Free traders also fail to recognize that the unemployment rate was 6.3% when President Biden took office and has been at 4% or less for 22 months in a row. And Biden kept the overwhelming majority of the Trump tariffs on imports, including all the tariffs imposed on China.
On July 17, 2023, a Wall Street Journal article titled “Pay Raises Are Finally Beating Inflation After Two Years of Falling Behind,” detailed that wages rose more than 4% while consumer prices increased 3%.
The difference between free trade face-savers and otherwise objective Americans can be described by Nobel Laureate Angus Deaton, who says in a BusinessWeek magazine edition on October 9, 2023, that his own views have flipped. According to the article, “Mr. Deaton believes nothing…exemplifies how economics has gone awry more than the epidemic of deaths from alcoholism, opioid overdoses and suicide that has hit the American working class in recent decades. He believes one primary cause of that surge was economists’ enthusiasm for globalization, with its emphasis on the unfettered movement of goods, capital and jobs.” Deaton says, “You can’t think about trade policy and think about money entirely. It’s people’s souls and their communities and their churches and their lives” that are at stake when jobs are dislocated.
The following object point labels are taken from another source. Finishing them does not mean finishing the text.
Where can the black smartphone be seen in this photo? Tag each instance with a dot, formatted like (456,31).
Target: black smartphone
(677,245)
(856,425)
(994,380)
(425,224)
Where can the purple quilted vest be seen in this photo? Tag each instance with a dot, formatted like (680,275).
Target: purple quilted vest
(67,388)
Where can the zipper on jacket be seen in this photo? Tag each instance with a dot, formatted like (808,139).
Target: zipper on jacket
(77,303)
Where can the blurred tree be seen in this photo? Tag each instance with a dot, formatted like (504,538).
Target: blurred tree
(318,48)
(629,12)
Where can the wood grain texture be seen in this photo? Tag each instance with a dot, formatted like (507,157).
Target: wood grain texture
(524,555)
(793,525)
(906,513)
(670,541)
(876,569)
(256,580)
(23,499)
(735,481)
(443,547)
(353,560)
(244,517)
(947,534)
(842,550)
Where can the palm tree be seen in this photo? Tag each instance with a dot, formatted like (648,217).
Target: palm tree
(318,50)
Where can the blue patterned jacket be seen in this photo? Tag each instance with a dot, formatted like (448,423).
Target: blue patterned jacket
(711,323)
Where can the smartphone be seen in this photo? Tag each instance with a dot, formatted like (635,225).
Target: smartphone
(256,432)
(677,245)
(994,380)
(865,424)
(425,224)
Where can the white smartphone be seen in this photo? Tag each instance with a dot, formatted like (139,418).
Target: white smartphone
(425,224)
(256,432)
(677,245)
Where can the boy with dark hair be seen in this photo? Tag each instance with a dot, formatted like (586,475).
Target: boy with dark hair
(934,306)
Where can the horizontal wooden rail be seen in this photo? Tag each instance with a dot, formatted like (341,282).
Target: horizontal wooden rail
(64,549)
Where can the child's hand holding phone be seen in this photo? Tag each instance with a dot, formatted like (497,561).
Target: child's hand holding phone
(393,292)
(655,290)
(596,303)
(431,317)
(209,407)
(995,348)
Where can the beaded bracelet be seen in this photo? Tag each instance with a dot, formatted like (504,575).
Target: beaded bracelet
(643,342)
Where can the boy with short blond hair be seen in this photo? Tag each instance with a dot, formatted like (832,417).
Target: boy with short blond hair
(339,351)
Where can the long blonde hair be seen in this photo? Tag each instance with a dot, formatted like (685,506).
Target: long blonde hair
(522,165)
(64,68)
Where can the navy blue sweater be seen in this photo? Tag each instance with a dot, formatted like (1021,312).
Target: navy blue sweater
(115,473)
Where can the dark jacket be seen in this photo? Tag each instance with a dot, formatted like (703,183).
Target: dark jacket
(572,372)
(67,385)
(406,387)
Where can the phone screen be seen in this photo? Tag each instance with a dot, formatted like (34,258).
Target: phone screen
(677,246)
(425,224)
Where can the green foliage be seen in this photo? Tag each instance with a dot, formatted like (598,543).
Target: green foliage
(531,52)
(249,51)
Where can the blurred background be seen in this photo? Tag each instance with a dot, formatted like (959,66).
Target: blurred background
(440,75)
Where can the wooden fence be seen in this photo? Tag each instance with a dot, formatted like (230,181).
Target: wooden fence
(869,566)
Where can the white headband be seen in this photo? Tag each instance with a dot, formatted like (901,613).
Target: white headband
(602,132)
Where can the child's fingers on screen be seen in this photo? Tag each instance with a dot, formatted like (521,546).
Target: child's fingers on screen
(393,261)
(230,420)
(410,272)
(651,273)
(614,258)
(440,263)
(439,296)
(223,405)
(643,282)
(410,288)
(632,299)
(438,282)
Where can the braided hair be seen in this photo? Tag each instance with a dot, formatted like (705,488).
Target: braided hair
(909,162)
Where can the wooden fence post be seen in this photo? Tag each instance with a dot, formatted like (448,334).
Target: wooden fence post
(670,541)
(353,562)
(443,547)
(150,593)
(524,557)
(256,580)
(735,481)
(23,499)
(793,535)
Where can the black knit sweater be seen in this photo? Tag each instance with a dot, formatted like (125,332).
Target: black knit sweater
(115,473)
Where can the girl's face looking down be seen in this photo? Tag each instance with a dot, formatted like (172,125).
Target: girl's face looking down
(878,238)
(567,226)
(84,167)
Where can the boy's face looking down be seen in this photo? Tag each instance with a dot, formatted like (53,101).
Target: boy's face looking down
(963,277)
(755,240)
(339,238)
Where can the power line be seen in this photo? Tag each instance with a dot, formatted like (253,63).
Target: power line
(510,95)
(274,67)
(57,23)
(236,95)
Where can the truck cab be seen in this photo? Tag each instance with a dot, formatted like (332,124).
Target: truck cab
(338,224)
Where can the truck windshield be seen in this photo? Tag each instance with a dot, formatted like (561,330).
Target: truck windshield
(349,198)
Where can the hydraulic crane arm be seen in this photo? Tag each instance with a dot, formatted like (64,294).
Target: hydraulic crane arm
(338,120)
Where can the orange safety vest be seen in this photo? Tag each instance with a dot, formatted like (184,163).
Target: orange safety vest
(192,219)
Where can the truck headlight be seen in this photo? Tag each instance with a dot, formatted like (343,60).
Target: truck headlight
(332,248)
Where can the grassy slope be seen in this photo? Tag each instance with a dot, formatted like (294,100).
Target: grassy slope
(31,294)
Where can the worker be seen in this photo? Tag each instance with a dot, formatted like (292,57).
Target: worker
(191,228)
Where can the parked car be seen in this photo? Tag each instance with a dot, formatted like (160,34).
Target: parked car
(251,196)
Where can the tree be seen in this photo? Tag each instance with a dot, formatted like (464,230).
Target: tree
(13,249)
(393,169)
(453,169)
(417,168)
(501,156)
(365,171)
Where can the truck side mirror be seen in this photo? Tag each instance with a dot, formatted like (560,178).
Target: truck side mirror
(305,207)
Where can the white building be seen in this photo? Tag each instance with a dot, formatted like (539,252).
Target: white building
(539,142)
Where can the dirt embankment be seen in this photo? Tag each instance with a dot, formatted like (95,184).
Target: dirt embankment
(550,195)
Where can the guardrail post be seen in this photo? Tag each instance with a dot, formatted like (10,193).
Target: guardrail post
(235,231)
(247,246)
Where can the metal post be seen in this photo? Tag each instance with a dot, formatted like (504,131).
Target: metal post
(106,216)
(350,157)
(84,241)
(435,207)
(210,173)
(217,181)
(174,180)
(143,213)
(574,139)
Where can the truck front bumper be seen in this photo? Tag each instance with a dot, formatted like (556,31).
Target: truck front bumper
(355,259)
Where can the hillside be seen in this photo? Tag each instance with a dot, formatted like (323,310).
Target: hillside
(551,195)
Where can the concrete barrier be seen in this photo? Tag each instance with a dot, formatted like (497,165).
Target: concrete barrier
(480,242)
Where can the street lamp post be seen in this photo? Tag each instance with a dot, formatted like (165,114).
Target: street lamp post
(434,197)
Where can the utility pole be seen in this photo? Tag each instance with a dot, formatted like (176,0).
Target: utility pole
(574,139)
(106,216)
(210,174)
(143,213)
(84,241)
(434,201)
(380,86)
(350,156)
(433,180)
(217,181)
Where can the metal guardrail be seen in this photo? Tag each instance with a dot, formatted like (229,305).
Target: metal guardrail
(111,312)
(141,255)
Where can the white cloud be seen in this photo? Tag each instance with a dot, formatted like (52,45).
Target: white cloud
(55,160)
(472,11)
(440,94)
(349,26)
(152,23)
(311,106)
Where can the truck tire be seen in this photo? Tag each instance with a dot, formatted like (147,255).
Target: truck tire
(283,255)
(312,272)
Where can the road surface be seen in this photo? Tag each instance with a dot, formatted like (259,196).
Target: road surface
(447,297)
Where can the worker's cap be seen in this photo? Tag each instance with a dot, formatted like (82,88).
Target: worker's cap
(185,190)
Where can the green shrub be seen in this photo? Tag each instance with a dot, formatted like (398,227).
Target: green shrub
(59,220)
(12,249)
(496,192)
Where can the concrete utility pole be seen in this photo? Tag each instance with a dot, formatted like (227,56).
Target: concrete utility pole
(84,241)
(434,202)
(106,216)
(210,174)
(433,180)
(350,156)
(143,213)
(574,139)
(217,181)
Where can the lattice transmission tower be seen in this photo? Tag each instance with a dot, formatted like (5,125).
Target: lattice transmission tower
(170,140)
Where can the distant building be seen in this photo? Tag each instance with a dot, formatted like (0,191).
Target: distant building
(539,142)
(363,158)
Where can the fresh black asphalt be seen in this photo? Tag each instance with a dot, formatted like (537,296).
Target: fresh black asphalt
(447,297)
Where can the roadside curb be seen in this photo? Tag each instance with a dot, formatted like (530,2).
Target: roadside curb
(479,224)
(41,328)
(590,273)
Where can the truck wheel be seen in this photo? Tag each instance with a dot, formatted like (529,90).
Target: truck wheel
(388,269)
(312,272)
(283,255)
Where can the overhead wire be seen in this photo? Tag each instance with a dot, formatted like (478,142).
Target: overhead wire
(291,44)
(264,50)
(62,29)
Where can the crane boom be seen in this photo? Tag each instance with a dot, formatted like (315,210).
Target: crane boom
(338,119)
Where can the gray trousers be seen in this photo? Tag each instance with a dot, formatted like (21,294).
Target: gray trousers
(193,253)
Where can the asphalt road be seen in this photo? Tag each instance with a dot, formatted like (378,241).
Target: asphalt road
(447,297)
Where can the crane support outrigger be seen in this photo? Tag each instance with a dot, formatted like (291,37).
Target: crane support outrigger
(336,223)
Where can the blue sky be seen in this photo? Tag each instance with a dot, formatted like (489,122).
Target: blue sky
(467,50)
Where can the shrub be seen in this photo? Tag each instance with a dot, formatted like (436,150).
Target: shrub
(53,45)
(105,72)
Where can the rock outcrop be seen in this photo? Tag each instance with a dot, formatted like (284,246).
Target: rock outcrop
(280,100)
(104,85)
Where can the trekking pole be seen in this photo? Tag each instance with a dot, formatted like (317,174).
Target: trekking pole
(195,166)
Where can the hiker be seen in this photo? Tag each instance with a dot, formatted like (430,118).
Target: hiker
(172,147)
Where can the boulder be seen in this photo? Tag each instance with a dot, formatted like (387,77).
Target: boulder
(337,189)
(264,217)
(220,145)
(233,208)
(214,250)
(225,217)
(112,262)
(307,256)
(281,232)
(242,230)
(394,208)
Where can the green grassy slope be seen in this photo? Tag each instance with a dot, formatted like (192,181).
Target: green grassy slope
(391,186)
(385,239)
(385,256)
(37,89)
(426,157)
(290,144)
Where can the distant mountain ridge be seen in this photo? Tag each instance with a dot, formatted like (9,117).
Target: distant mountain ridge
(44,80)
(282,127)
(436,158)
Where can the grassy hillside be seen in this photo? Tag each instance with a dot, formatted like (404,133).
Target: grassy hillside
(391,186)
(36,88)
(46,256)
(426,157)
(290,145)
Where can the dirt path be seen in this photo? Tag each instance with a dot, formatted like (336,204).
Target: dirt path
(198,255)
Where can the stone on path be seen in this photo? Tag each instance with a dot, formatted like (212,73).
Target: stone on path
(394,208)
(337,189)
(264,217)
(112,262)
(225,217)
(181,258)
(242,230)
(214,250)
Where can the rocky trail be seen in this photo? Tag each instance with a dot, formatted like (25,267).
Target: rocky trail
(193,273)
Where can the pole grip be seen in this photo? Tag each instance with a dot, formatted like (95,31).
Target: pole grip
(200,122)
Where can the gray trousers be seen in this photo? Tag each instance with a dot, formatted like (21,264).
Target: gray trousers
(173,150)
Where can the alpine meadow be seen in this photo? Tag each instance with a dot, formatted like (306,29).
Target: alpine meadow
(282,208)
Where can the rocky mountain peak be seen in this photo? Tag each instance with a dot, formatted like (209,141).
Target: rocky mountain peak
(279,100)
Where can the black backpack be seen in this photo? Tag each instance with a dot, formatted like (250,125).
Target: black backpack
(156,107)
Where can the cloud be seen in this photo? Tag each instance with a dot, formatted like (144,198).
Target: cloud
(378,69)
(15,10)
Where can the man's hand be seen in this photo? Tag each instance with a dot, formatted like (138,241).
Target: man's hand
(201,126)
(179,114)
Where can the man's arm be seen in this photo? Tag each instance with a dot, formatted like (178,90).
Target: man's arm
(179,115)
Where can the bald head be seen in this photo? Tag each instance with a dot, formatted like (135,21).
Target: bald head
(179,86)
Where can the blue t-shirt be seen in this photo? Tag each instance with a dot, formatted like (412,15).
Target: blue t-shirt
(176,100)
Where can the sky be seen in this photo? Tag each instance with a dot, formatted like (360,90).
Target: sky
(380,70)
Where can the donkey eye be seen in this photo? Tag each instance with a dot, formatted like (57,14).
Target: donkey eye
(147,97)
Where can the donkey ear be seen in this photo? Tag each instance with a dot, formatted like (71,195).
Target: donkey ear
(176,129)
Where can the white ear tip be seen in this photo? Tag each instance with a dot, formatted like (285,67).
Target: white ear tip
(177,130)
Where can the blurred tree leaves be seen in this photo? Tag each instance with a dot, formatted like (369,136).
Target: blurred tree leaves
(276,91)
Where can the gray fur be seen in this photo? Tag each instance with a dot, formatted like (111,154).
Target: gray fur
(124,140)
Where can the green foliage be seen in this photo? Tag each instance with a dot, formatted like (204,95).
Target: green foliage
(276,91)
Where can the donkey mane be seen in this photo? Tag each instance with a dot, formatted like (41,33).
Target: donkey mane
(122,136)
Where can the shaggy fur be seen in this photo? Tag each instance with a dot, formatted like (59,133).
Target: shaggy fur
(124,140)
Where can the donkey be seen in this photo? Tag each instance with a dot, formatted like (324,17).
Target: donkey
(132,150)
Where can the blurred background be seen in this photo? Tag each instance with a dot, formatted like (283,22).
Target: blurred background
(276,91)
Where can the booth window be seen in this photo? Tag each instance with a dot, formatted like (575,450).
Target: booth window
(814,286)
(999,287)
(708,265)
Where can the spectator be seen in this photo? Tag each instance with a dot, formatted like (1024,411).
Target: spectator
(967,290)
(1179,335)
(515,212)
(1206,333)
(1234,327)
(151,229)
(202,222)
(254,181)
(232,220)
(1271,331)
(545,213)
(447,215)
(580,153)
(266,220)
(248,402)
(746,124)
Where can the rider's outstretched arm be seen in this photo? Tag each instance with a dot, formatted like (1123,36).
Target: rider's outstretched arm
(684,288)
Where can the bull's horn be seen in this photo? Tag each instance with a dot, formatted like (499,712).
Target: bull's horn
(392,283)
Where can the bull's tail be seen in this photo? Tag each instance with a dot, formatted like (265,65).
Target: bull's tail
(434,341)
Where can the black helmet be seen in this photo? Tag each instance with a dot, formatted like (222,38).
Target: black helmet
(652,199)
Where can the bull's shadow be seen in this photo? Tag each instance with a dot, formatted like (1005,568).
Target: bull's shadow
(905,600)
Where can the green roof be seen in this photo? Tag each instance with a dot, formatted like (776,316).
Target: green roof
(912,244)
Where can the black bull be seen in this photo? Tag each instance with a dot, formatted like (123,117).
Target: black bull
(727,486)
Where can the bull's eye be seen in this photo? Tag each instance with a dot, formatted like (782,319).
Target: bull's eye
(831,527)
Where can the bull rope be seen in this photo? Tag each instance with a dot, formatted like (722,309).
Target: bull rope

Protectionist Pat Buchanan used to be a free trader. So did Sen. Marco Rubio. Former House Speaker Newt Gingrich admitted he was wrong on China in his 2019 book, in which he stated, “I decided I really wanted to put together a book — partly for myself — but also because I thought it was useful to have somebody who had been part of the consensus on China to say, ‘Wait a second, here’s what went wrong, here’s people like me to change their opinions and this is how big the challenge is going to be.”
The bottom line is that free traders are making an embarrassing saving-face attempt in an era of high tariffs, resulting in a lower unemployment rate, higher wages than prices, and higher consumer spending despite record inflation and high-interest rates.
British economist John Maynard Keynes once said, “When the facts change, I change my mind. What do you do, sir?” But free trade face-savers can’t bring themselves to do that in the light of a successful economy with relatively high tariffs.
Many free traders know they are wrong in pushing free trade and free markets and their potential economic injury to our country, but they simply cannot stop peddling their face-saving lies.